Les autorités chinoises ont annoncé ce jeudi que des niveaux de cyanure jusqu’à 356 fois supérieurs au seuil de tolérance ont été relevés près du site des explosions survenues le 12 août dans la ville de Tianjin, à 140 km au sud-est de Pékin.
«Autant le cyanure de sodium que le gaz émis pendant l'incendie sous forme de cyanure d'hydrogène sont des poisons foudroyants à forte dose», indique à Libération Jacky Bonnemains, directeur de l'association environnementale Robin des bois qui a pour objet «la protection de l'homme». Le cyanure est une poudre blanche sans odeurs, appelée cyanure de sodium. Sous certaines conditions – dans un milieu acide, en présence d'eau ou de chaleur –, il se transforme en un gaz asphyxiant et rapidement mortel en cas d'exposition prolongée : le cyanure d'hydrogène.

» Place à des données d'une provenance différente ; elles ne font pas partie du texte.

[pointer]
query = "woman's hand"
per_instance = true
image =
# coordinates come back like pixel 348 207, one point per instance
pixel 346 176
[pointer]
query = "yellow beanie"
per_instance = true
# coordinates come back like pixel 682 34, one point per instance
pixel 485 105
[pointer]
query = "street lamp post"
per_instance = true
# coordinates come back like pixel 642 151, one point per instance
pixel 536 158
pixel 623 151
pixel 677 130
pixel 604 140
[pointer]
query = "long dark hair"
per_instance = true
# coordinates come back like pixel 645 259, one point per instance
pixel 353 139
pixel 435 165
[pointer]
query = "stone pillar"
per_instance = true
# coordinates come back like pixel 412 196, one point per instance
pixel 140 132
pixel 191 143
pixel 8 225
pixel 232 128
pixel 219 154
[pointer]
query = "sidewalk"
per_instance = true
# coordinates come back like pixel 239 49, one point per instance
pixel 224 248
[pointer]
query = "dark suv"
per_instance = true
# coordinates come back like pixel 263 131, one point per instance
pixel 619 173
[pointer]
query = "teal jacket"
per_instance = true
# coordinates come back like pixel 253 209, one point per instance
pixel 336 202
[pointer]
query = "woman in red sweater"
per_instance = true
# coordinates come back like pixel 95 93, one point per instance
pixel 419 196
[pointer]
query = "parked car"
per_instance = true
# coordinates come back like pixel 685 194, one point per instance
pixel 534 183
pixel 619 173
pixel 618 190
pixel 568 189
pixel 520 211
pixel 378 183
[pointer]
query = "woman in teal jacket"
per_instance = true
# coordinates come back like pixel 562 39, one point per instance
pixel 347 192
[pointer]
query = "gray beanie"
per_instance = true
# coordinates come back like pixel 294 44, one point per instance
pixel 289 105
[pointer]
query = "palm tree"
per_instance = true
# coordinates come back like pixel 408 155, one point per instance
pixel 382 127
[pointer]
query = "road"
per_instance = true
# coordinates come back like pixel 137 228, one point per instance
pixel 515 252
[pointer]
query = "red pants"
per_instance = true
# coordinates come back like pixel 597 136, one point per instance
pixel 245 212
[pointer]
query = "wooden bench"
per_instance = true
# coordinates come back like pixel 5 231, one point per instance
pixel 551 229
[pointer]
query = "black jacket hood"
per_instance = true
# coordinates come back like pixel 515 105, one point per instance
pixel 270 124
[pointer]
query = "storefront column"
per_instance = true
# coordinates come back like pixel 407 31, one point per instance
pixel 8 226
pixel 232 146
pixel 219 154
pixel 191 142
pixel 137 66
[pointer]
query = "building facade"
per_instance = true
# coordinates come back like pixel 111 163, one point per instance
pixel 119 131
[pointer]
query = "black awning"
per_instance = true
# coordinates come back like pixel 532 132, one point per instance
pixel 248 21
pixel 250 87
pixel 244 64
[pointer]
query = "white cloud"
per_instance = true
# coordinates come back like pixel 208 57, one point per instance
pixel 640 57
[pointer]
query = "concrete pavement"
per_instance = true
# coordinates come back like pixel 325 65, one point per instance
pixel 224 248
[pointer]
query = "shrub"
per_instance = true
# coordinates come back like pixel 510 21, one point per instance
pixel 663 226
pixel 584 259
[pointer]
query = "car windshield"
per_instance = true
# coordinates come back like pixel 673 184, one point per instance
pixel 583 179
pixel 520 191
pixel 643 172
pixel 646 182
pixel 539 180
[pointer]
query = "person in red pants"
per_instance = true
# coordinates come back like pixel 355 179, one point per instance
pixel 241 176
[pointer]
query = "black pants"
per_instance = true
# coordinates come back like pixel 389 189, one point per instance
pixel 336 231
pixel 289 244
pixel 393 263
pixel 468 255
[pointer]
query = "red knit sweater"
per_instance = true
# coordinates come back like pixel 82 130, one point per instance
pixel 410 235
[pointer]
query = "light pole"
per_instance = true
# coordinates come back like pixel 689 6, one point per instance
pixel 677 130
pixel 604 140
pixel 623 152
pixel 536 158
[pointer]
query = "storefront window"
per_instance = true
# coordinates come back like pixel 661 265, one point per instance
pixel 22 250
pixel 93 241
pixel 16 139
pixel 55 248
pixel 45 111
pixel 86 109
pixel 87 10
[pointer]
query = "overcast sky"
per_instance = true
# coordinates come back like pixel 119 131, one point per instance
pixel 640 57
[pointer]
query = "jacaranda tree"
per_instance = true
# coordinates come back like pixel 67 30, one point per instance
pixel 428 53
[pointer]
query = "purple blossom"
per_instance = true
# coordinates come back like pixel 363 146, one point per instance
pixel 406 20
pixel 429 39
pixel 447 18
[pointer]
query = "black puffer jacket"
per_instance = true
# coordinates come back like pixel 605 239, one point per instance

«Une exposition chronique en milieu ouvert avec des faibles teneurs provoque des nausées, des convulsions, des migraines, des problèmes cardiaques, des sensations de brûlures, des lésions internes ou cutanées mais aussi des troubles du comportement par contact, inhalation ou par ingestion», précise Jacky Bonnemains.
«Niveau excessif»
Le seuil de potabilité fixé par l'OMS est de 50 µg/litre (soit 50 millionièmes de grammes). Or le Bureau de protection environnementale de Tianjin a annoncé qu'«un niveau excessif de cyanure a été détecté dans huit points [d'eau] différents» à l'intérieur de la zone d'isolement délimitée autour du lieu des déflagrations. «Le niveau le plus élevé correspondait à 356 fois le seuil de tolérance.»
Au lendemain de l'explosion d'un entrepôt qui contenait quelque 700 tonnes de cyanure de sodium à Tianjin, des barrages de terre et de sable ont été édifiés autour du lieu des déflagrations, dans un périmètre de 100 000 m2, afin d'éviter toute fuite de composants toxiques. Mais les pluies sur Tianjin ont fait craindre une contamination plus forte de la zone. «Les différentes formes de cyanure sont très solubles dans l'eau. Le cyanure est un produit dispersif», précise Jacky Bonnemains.
Des traces de cyanure ont été identifiées mercredi dans 25 points d’eau au sein de la zone d’isolement. Les autorités municipales se veulent rassurantes, et affirment que l’eau polluée est contenue à l’intérieur de la zone d’isolement. Sur 16 autres points testés en dehors, le cyanure n’a été détecté que dans six d’entre eux, à chaque fois en deçà des limites tolérées.
«Des milliers de tonnes de débris»
Pour Jacky Bonnemains, «la bonne nouvelle, c'est que le cyanure ne s'accumule pas dans les organismes et qu'il est excrété assez rapidement par voie urinaire». Mais il tempère, précisant que «les dépôts de cyanure et d'autres composants toxiques associés projetés par l'explosion et transportés par les panaches de fumées seront très difficiles à confiner. Les milliers de tonnes de débris métalliques, de cendres, de suie, de poussières émises par l'incendie et éjectées par l'explosion seront lessivées par la pluie et déplacées par le vent. La zone contaminée risque de s'étendre».
Jusqu'à présent, les accidents dans le monde impliquant du cyanure ont eu lieu hors milieu urbain. Ils ont le plus souvent provoqué des mortalités importantes de poissons et d'animaux sauvages. L'association Robin des bois pense que l'ensemble de la zone industrialo-portuaire, y compris le tissu urbain de proximité et les eaux littorales, va souffrir pendant plusieurs mois d'une imprégnation par les résidus de cyanure, au risque de contaminer les eaux superficielles, les captages d'eau potable et les sédiments.
L'association Robin des bois insiste aussi sur le fait que d'autres polluants, plus persistants que le cyanure, ont sûrement été libérés et envisage des pollutions radioactives. «C'est seulement plusieurs mois après la catastrophe qu'un bilan sanitaire et environnemental pourra être esquissé. Le retour à la normal n'est ni pour demain ni pour après-demain», explique Jacky Bonnemains.